Browser Fundamentals: Process Architecture, V8 Engine, Memory Management, Event Loop, Rendering, and Security

Browser Basics

Process Architecture

Process is the smallest unit of OS resource allocation, while Thread is the smallest unit of CPU scheduling.

A process is an instance of a program; when a program starts, the OS creates a memory region containing the code segment, data segment, and a Process Control Block (PCB).

The code segment stores program code; the data segment stores global and local variables; the PCB holds identifiers, CPU state, scheduling, and control information.

Any thread error in a process crashes the whole process.

Threads share the process's data.

When a process exits, the OS reclaims its memory.

Processes are isolated; inter‑process communication requires IPC mechanisms.

Single‑Process Browser

A single‑process browser runs networking, plugins, JavaScript, rendering engine, and pages in the same process, which historically caused instability, sluggishness, and security risks.
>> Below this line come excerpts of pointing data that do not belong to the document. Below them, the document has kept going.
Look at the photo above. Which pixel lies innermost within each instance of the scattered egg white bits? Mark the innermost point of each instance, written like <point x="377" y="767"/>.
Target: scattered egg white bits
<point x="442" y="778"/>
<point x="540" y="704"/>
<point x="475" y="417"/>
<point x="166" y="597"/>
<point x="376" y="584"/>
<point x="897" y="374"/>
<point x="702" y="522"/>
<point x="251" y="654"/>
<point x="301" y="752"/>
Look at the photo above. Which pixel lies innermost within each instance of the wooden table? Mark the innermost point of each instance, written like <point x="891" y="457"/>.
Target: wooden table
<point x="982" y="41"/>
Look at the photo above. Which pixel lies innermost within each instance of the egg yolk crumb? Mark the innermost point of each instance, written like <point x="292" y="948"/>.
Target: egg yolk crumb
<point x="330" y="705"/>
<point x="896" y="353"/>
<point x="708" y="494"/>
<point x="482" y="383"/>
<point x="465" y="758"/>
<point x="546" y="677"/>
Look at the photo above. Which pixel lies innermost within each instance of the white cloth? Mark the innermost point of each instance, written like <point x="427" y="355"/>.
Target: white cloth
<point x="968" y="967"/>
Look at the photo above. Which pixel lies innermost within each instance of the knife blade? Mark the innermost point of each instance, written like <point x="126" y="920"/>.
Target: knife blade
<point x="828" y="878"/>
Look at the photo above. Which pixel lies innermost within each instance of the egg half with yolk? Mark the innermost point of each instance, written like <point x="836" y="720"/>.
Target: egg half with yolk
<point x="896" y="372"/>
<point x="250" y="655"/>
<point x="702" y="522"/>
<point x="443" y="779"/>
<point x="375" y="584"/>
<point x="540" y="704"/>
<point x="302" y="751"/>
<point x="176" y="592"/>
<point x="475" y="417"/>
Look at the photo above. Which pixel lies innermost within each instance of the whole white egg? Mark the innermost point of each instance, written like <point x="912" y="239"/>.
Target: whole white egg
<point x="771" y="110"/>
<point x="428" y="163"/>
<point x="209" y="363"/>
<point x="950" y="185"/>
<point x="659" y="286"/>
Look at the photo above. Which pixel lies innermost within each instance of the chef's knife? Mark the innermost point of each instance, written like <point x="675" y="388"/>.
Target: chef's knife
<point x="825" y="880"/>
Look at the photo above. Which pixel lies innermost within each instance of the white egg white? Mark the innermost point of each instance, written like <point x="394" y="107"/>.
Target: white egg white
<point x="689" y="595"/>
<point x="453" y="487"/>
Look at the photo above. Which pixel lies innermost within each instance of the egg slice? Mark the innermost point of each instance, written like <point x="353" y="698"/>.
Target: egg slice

Instability: a crash in any module brings down the whole browser.

Sluggishness: all modules share one thread, so only one can execute at a time; memory leaks also cause jank.

Security: plugins written in C/C++ can access any OS resource, potentially stealing data or executing malicious code.

Multi‑Process Browser

Modern browsers (e.g., Chrome) separate functionality into distinct processes: a browser (UI) process, rendering processes, plugin processes, and a GPU process.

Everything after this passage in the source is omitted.